Konsequenz: Wenn das Unternehmen grenzenlos(-er) wird, erstreckt sich auch der Gestaltungsspielraum für Führungskräfte weit über das eigene Unternehmen hinaus, und auch auf Menschen und Strukturen, über die sie eigentlich keine Verfügungsgewalt haben. Und immer öfter geht es um das Gestalten von Beziehungen, vor allem in ambivalenten Situationen.

Mittelmanagement: Creative Coaches

Auch der Blick auf die Entwicklung der Aufbauorganisation zeigt erodierende Strukturen: Auf das Zeitalter der pyramidenartigen Strukturen (hoch, schlank, zur Spitze hin dünner werdend) folgte die flachere Pyramide und schließlich die komplexe Matrixorganisation mit ihren mehrdimensionalen Org-Charts. Eine Entwicklung, die immer öfter mit kritischem Blick betrachtet wird.

Mittelmanagement ist keine Durchlaufposition auf dem Karriereweg, sonderneine hochqualifizierte Position mit neuem Anforderungsprofil.

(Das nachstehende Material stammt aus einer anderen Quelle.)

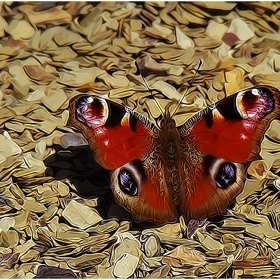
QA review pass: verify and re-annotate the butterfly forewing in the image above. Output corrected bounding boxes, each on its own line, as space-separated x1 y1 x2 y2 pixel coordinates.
69 87 280 223
178 87 280 219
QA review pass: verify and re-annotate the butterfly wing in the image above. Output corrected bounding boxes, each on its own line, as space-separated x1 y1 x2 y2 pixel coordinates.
68 95 177 223
178 87 280 219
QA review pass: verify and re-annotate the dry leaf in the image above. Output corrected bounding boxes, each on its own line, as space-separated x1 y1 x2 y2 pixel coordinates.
62 200 102 229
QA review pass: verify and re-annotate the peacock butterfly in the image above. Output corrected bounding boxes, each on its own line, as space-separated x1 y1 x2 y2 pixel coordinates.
68 64 280 224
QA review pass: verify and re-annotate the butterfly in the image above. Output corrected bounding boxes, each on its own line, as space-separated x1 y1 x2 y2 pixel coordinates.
68 62 280 224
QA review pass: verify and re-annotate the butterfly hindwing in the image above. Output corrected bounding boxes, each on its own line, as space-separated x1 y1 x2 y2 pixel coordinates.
69 87 280 223
68 95 177 223
179 87 280 219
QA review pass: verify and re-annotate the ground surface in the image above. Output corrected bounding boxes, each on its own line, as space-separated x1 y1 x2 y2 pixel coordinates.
0 2 280 278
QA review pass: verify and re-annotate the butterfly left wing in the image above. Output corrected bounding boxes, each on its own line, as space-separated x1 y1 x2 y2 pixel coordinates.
178 86 280 219
68 95 177 223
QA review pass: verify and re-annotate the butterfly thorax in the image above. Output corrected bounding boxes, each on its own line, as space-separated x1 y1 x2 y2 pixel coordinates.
157 113 183 205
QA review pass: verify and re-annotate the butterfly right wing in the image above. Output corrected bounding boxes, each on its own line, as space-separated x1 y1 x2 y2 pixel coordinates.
179 86 280 219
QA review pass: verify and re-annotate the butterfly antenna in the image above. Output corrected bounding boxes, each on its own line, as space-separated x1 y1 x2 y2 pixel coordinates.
134 60 164 116
171 59 203 118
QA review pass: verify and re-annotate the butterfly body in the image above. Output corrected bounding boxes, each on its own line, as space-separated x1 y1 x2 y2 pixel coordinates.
69 87 280 223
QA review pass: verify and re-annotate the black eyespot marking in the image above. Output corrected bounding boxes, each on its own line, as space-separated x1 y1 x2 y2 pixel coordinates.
105 101 125 127
204 109 213 128
215 162 236 189
118 169 138 196
76 95 103 127
242 87 275 120
217 95 242 120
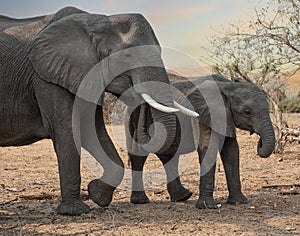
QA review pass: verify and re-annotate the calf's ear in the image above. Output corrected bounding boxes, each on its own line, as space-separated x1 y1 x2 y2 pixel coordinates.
190 81 235 137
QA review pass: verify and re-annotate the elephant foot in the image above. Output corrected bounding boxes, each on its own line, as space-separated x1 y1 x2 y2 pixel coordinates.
57 199 91 216
196 198 218 209
169 187 193 202
88 179 115 207
167 178 193 202
227 193 249 205
130 191 150 204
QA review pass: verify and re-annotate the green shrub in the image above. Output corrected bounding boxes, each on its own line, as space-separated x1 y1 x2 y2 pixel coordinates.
279 99 300 113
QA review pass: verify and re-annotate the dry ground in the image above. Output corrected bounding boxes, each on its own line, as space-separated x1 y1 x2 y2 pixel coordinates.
0 114 300 235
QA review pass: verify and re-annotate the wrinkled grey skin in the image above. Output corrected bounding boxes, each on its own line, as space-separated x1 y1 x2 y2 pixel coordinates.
127 75 275 209
0 7 176 215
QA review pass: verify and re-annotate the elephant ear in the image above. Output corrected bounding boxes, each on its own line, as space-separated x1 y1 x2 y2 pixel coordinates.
29 13 108 103
188 81 236 137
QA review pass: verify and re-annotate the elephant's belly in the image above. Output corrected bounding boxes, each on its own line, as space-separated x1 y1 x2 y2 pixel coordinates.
0 117 48 147
0 97 48 146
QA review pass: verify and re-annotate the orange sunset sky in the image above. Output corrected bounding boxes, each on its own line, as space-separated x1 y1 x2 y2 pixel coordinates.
0 0 266 74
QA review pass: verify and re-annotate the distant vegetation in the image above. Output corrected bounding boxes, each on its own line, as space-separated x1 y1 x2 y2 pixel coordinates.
279 99 300 113
204 0 300 152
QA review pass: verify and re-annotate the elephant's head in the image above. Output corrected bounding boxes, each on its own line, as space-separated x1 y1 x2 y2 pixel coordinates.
29 8 196 152
218 79 275 157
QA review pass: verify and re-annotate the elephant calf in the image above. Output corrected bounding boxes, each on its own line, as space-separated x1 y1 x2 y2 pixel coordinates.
126 75 275 209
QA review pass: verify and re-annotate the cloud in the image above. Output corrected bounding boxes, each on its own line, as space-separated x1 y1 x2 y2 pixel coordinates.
148 4 214 24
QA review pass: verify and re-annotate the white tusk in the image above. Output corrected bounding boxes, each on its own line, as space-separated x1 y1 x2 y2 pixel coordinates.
141 93 179 113
174 101 199 117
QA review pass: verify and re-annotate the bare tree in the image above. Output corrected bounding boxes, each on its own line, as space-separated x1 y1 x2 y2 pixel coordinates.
205 0 300 153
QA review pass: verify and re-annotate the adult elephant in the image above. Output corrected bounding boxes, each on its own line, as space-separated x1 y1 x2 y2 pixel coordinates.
0 7 197 215
127 75 275 209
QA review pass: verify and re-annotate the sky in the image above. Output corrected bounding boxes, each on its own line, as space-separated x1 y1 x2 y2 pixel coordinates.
0 0 262 74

Im Kern stellt sich dabei die Frage nach der Daseinsberechtigung des Mittelmanagements, vor allem wenn seine Rolle strukturbewahrend und kontrollierend ausgelegt ist. Schon immer war der mittlere Manager in seiner Sandwich-Position eine der herausforderndsten Positionen. Die dynamischen Organisationsstrukturen, vielfältigen und transparenten Kommunikationswege steigern diese Anforderungen nun noch mehr.

Damit wird klar: Mittelmanagement ist keine Durchlaufposition auf dem Karriereweg, sondern eine sehr spezifische und hochqualifizierte Position mit neuem Anforderungsprofil und neuer Rollendefinition. Sei es in Richtung Creative Management, mit der Hauptzielsetzung, den Innovationsgrad der Mitarbeiter zielgerichtet zu steigern, oder in Richtung Coach, um Mitarbeiter in die Lage zu versetzen, ihre persönlichen Potenziale vollständig abzurufen. Zweifelsohne verliert das Mittelmanagement immer stärker die Rolle des konsolidierenden Organisators und Überwachers.